Ignorar las denuncias de abuso sexual, de racismo, de violencia institucional, de maltrato emocional o de negligencia organizativa, solo porque la persona señalada es “mi pana” o “alguien que hace mucho por la comunidad” no es ético. Es peligroso.
No responder emails importantes, no tener las conversaciones incómodas, evitar los conflictos necesarios, o acusar a quien señala fallas de estar “tirando la mala” o “sembrando cizaña” cuando lo que busca es sanar el espacio, no es construir comunidad. Es proteger privilegios.
Y muchas veces, la crítica viene desde el deseo de sostener:
Desde el hambre literal (porque no hay comida),
Desde el cansancio de no tener hogar,
Desde el deseo profundo de que el arte y la organización sirvan a todes, no solo a les visibles.
Entonces, ¿cómo pretendemos hablar de comunidad si no respondemos a esas urgencias? ¿Si no escuchamos a quienes más necesitan ser escuchades? ¿Si no transformamos la forma en que nos relacionamos y nos organizamos?
¿Para quién y con quién estamos construyendo?
La pregunta que más me duele, pero que más me mueve es esta:
¿Para quién estamos construyendo estos espacios?
¿Y quién está siendo sistemáticamente excluide de ellos?

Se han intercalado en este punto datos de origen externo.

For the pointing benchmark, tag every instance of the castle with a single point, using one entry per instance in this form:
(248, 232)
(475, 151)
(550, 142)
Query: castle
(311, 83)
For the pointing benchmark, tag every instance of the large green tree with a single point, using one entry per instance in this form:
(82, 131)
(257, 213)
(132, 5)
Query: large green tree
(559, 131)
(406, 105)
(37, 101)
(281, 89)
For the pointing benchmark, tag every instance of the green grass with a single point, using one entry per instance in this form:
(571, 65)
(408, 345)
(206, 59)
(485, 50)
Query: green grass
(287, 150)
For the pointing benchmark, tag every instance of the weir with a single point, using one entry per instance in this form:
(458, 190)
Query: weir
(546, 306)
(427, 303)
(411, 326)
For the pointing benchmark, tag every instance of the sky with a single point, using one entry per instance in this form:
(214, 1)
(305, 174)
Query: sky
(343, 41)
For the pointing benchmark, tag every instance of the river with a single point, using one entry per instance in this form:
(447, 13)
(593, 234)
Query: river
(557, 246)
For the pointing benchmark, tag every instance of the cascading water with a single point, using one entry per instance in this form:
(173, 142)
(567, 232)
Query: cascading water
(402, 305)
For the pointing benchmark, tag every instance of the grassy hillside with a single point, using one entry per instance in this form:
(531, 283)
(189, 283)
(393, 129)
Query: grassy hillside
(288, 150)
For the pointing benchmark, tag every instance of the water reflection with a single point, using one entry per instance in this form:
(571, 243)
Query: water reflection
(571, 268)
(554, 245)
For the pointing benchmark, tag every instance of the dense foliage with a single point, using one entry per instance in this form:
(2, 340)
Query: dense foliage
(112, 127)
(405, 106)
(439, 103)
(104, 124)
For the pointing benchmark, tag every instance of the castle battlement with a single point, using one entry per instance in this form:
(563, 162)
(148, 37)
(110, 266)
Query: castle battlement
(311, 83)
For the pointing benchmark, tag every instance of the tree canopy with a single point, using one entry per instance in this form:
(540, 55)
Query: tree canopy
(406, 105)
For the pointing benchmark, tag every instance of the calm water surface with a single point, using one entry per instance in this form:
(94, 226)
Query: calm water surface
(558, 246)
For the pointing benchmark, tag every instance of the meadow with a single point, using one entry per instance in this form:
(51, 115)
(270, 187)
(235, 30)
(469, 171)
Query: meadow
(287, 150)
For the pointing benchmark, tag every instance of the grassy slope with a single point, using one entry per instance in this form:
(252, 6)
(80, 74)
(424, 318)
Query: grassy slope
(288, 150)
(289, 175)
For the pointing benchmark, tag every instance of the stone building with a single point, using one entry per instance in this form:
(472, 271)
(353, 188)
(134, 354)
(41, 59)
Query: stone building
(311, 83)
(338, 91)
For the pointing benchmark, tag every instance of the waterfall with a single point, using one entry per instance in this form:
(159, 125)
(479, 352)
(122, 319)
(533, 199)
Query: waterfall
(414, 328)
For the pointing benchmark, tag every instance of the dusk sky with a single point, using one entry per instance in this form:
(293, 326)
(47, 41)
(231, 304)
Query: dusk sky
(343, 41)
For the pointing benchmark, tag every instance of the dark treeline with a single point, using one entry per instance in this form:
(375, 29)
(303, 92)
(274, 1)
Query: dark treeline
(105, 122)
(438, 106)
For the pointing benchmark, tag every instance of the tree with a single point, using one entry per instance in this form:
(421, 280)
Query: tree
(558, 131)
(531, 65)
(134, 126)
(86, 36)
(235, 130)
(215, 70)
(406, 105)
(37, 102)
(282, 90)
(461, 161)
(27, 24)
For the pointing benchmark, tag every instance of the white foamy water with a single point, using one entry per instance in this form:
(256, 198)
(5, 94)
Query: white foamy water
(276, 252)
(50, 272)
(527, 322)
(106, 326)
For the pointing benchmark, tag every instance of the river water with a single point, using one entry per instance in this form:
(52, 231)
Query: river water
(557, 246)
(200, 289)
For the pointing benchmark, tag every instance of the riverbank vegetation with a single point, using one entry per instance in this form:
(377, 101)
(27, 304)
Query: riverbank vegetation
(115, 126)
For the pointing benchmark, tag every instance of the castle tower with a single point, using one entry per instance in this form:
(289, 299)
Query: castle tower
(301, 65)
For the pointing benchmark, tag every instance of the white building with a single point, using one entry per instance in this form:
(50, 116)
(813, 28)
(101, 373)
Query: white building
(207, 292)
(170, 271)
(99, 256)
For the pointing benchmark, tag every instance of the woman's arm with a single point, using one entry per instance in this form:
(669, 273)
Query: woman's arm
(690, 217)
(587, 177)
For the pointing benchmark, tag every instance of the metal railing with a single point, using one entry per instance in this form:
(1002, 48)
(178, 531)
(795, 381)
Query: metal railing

Si nuestros espacios no tienen mecanismos claros de participación, si no abren las decisiones a más de una voz, si dependen de una figura o de una sola estética, si no permiten que les demás hagan preguntas, cuestionen, propongan… entonces no son comunitarios. Son autoritarios, aunque usen lenguaje bonito.
Y esa falsa “comunidad” se desmorona cuando la realidad toca la puerta.
Desde Puerto Rico a la diáspora: esto no es nuevo
Como activista, DJ, organizadora cultural, gestora de espacios ballroom y fundadore de organizaciones como Stop LGBTA+ Fobia, he vivido esto tanto en el archipielago como en la diáspora. He visto cómo se cancelan mutuamente las personas por conflictos personales sin espacio para reparación. He visto cómo se protege a agresores mientras se señala a quien nombra el daño. He visto cómo los fondos, los micrófonos y las invitaciones se quedan entre los mismos nombres de siempre, mientras la comunidad más afectada —sin casa, sin comida, sin papeles, sin tregua— queda afuera y sin ayudas realmente tangibles.
Y por eso escribo esto. No desde la amargura, sino desde el deseo radical de algo distinto.
La comunidad no es un refugio de amigxs. Es un pacto de justicia.
Tenemos que dejar de romantizar la comunidad como si fuera una fiesta o una red de afinidades.
La comunidad es un pacto. Es un acuerdo ético. Es una práctica.
Una práctica incómoda, pero liberadora.
Una práctica dolorosa, pero profundamente necesaria.
Porque sin comunidad, no hay vida. Pero sin verdad, sin responsabilidad, sin escucha, lo que estamos llamando comunidad es solo una ilusión.
Y nuestras vidas valen demasiado como para vivir en ilusiones.